Je l'ai à peine regardé. J'étais intimidée, tellement peu certaine de vouloir rester et célébrer la fin d'une année que j'aurais préféré oublier. Je me souviens de sa présence prévenante, et de sa volonté de me faire sourire. Je me souviens de notre discussion en tête-à-tête, où je lui ai raconté tellement de choses intimes alors que je ne le connaissais pas.
Et puis à un moment, j'ai fini par partir, presque en courant, le saluant à peine. Je ne me sentais pas du tout une âme de Cendrillon, j'avais juste besoin de me rouler en boule et de pleurer.
Il m'a appelée le lendemain, pour prendre de mes nouvelles. Je crois que nous nous sommes téléphoné à tour de rôle les jours qui ont suivi. Je ne sais même plus si nous avions convenu de nous revoir. Ce mois de janvier reste bien flou dans ma mémoire, il ne me reste que quelques images terribles qui continuent à me donner des cauchemars.
Il a su se faire silencieux alors. Fidèle à ce qu'il était déjà, tellement attentionné à sa manière. Puis il m'a envoyé un sms le jour de l'enterrement, pour me rappeler sa présence ...
Après près de neuf années, deux enfants et deux maisons plus tard, j'ai encore du mal à mesurer la chance que j'ai eue de le rencontrer, cet homme-là.
Il a été le pilier qui m'a empêchée de m'écrouler pendant bien longtemps, subissant mes tempêtes, encaissant ma rage, séchant mes larmes. J'ai bien souvent pensé qu'il allait partir, et je sais aujourd'hui que c'était bien mal le connaître.

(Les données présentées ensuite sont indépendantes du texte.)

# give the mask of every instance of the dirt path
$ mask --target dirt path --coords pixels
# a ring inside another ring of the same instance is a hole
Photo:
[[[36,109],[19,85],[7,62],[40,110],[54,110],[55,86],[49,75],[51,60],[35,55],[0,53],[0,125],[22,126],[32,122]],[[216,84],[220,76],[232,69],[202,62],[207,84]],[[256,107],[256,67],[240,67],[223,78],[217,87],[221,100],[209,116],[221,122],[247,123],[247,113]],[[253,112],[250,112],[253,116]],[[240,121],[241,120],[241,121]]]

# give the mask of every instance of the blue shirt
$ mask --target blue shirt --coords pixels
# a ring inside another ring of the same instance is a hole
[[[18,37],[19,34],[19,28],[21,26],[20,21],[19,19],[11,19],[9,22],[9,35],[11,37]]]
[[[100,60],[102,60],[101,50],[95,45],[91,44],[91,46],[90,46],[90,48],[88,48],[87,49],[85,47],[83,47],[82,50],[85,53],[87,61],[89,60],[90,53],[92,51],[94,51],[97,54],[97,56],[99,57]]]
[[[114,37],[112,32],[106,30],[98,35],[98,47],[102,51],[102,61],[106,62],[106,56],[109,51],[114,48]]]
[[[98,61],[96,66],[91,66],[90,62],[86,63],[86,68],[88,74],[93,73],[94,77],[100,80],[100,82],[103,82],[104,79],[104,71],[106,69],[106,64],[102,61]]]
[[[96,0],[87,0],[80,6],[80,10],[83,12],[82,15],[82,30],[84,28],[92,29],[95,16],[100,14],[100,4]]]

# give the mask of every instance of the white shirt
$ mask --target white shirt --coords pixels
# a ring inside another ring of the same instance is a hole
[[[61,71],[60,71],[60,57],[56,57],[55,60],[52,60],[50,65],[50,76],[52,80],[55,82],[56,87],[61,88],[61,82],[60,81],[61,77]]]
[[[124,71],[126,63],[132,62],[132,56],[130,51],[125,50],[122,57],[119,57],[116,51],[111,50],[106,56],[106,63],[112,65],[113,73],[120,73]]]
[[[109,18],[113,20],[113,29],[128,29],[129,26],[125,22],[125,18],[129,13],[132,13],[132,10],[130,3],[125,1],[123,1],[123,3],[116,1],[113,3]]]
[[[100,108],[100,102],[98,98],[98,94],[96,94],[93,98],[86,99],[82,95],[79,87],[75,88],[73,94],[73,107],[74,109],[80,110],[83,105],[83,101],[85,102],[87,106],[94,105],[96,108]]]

Nous avons traversé des épreuves, souvent ensemble, parfois l'un contre l'autre. Nous nous sommes détestés, je crois, autant que nous nous aimons en réalité.
Nous sommes devenus parents ensemble, nous partageons les mêmes envies, les mêmes besoins. Nous sommes devenus responsables, un peu, mais nous avons toujours des rêves plus grands que nous, auxquels nous croyons fort.
Je ne sais pas si c'est rare, ce sentiment que j'éprouve avec lui. Celui de me sentir épaulée de façon inconditionnelle. Celui de pouvoir tout dire sans être jugée, et même d'être comprise quand je pars dans mes délires.
Je crois que nous avons appris avec le temps à exprimer ce que nous avons sur le coeur, et même s'il y a encore des ratés j'ai l'impression que nous nous entendons de mieux en mieux. Que notre vie est faite de parenthèses enchantées que nous savons créer pour nous échapper de la lourdeur du quotidien.
Je suis fière d'être à ses côtés, fière de ce qu'il est et de sa façon de voir la vie.
Je me rends compte que je ne vous parle pas souvent de lui finalement. Il faut me comprendre aussi, cet homme-là, je veux le garder pour moi!